As they study these Martian clays, scientists and geologists must also account for the movement of a larger groundwater system, which would have remained moist long after the surface lake dissolved when the Martian atmosphere disappeared and the planet cooled. “Any microbes could have remained happy in those cracks for a long time,” said Curiosity scientist John Grotzinger, of the California Institute of Technology.
The intriguing new data has increased the confidence of Grotzinger and others of a temperate past for Mars. About 3.8 billion years ago, he said, as life formed on Earth, conditions on Mars would have been much the same. Snows on Martian peaks would have melted during the warm season, flowing as rivers down into basins such as Gale Crater. That water was not too acidic. “We see all of the properties in place that we like to associate with habitability,” he said. “There’s really nothing too extreme here.”
Finding boron is not boring
The finding of boron, for the first time on Mars, tantalized scientists as well. Curiosity’s ChemCam instrument has recently found the element in mineral veins. Boron makes up about one tenth of one percent of the rock’s composition.
Scientists have several ideas for why they’re finding the rare, highly water-soluble element on Mars. Boron indicates the presence of complex chemical processes playing out long ago within Mars’ rivers and lakes. These are not smoking guns for life—Curiosity has not found microbes or fossils—but more complex chemistry increases the odds that life arose on Mars. Additionally, some scientists think a certain form of boron is needed as part of a chemical reaction to create RNA. Sadly, Curiosity cannot discern differences in boron types.

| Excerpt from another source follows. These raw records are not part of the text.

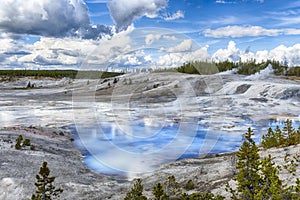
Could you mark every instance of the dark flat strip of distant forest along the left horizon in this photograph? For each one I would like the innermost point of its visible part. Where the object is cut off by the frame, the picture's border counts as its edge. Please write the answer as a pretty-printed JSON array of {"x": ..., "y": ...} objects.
[{"x": 59, "y": 73}]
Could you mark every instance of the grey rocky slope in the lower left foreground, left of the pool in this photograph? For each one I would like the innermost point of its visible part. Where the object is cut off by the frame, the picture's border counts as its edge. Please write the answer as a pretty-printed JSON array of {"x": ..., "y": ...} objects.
[{"x": 19, "y": 167}]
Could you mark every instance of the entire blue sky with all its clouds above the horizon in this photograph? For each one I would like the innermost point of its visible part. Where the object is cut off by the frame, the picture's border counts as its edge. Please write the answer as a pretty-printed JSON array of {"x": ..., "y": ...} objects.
[{"x": 118, "y": 34}]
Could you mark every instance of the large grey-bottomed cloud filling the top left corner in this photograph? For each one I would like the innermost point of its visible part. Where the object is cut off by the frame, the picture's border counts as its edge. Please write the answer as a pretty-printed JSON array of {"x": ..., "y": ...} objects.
[{"x": 43, "y": 17}]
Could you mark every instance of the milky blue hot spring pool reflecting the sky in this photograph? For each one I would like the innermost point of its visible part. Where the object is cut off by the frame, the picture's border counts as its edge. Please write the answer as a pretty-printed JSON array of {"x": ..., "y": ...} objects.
[{"x": 141, "y": 146}]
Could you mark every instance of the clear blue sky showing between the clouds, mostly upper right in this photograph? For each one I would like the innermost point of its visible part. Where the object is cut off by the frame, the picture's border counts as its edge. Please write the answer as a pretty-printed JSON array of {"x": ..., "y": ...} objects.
[{"x": 200, "y": 15}]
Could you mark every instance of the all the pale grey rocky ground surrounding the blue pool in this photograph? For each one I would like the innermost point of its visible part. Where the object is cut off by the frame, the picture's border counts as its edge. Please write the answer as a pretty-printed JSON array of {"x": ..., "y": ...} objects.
[{"x": 42, "y": 115}]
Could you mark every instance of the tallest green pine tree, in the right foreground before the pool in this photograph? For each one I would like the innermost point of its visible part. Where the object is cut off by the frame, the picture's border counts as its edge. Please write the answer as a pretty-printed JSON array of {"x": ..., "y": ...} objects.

With their latest observations on Mars, scientists have pushed the limits of Curiosity’s chemistry kit. Another rover similar in size and design to Curiosity, Mars 2020, should launch in July, 2020. It will have an ultraviolet Raman spectrometer and the capability to determine whether the boron on Mars is the mineral form thought to be part of the RNA reaction. Mars 2020 will also be able to detect organic compounds. So while Curiosity hasn’t found life, it has certainly succeeded in raising the curiosity of astrobiologists and left them wanting more data from the red planet.